Why the Less Disruptive Health Care Option Could Be Plenty Disruptive

If the public option became explicitly linked to Medicare — requiring all providers who wanted Medicare patients to accept public-option patients, too — the public option might be able to negotiate low prices for care and include a wide range of doctors and hospitals. In most markets of the country, that might make it far more appealing than the choices that people who buy their own insurance now have.

Insurers would have to adjust. Either they would also have to lower prices, or they would have to offer some sort of special services. Otherwise, they would lose a lot of customers. “It would push them to demonstrate the value of what they are selling,” said Linda Blumberg, a fellow at the Urban Institute. Her research has estimated the effects of several public-option plans, and found that the plans would tend to change remaining private insurance.

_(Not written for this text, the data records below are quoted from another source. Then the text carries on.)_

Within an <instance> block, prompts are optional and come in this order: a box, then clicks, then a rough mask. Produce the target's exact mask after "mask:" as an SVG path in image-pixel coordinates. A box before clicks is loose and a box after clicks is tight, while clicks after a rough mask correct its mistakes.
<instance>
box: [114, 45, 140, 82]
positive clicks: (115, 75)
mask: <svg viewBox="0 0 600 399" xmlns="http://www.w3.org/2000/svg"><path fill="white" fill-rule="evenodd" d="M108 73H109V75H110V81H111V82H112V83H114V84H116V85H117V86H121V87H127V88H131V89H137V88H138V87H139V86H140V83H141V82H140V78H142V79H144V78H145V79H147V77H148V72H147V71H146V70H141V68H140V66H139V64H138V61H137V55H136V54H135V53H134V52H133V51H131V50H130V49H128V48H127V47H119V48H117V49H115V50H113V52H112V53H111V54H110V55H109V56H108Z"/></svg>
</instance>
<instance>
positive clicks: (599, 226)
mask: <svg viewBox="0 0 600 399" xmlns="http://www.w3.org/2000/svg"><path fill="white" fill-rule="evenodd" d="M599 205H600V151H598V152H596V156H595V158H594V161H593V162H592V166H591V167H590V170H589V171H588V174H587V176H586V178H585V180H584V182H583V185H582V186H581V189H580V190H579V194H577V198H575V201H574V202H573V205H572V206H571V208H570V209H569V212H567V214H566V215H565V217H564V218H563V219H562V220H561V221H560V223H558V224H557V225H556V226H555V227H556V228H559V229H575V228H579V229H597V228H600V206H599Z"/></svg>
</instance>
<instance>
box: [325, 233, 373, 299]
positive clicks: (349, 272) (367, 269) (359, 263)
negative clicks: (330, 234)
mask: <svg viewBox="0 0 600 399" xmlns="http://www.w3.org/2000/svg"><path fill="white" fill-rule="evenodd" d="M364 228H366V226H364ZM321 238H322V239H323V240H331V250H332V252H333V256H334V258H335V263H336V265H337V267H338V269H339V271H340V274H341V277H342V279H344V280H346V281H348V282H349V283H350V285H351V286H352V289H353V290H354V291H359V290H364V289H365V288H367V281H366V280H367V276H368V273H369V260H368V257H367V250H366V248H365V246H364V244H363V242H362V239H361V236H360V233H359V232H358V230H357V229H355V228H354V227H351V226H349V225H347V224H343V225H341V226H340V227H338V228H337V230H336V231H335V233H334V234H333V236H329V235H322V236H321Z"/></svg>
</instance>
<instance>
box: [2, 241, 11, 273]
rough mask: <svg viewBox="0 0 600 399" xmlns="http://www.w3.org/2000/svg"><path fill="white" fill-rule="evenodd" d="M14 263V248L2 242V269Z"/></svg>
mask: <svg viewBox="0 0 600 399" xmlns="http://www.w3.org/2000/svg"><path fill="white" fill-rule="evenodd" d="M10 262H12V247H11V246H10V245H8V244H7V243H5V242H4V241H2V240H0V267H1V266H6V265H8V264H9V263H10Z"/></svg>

There’s also the possibility that linking public-option coverage to Medicare could cause some doctors to stop accepting Medicare patients, Ms. Glied said. That would be another form of politically risky disruption.

Plans from the leading presidential candidates would also change rules around employer health plans, allowing workers to leave their work-based coverage to buy the public option. That change could have effects on employer insurance. Some workers, particularly those whose low incomes would qualify them for financial assistance in buying a public plan, might shift over. Ms. Blumberg said that the transition of individuals out of private plans would most likely be slower there, because employer insurance tends to be “sticky.” But the existence of a public option might also induce some employers to abandon private coverage altogether.

A public-option plan wouldn’t directly affect private insurers. But by changing the rules of the market, it could influence a company’s business decisions. And that could affect consumers who want to buy private coverage. Under Obamacare, new health plans had to follow a set of rules, while many old ones were allowed to stick around under the old rules. Many insurance companies canceled the old plans anyway, setting off a round of recriminations about how the law had caused people to lose coverage that they liked. President Obama had promised Americans they could keep their existing coverage under the Affordable Care Act, a vow that became Politifact’s lie of the year in 2013.

A very competitive public option could have a similar effect: If it took a lot of market share from private insurers, some might decide to stop selling certain lines of coverage. Private insurance could disappear from some places, or exist largely to fill certain niches, like high-deductible plans.

The health care industry tends not to like public-option plans for this reason. A competitive public option would probably take business away from private insurers. And it would almost guarantee that doctors and hospitals would be paid less for their work. The effects might be less dramatic than under “Medicare for all,” but they would tilt in the same direction.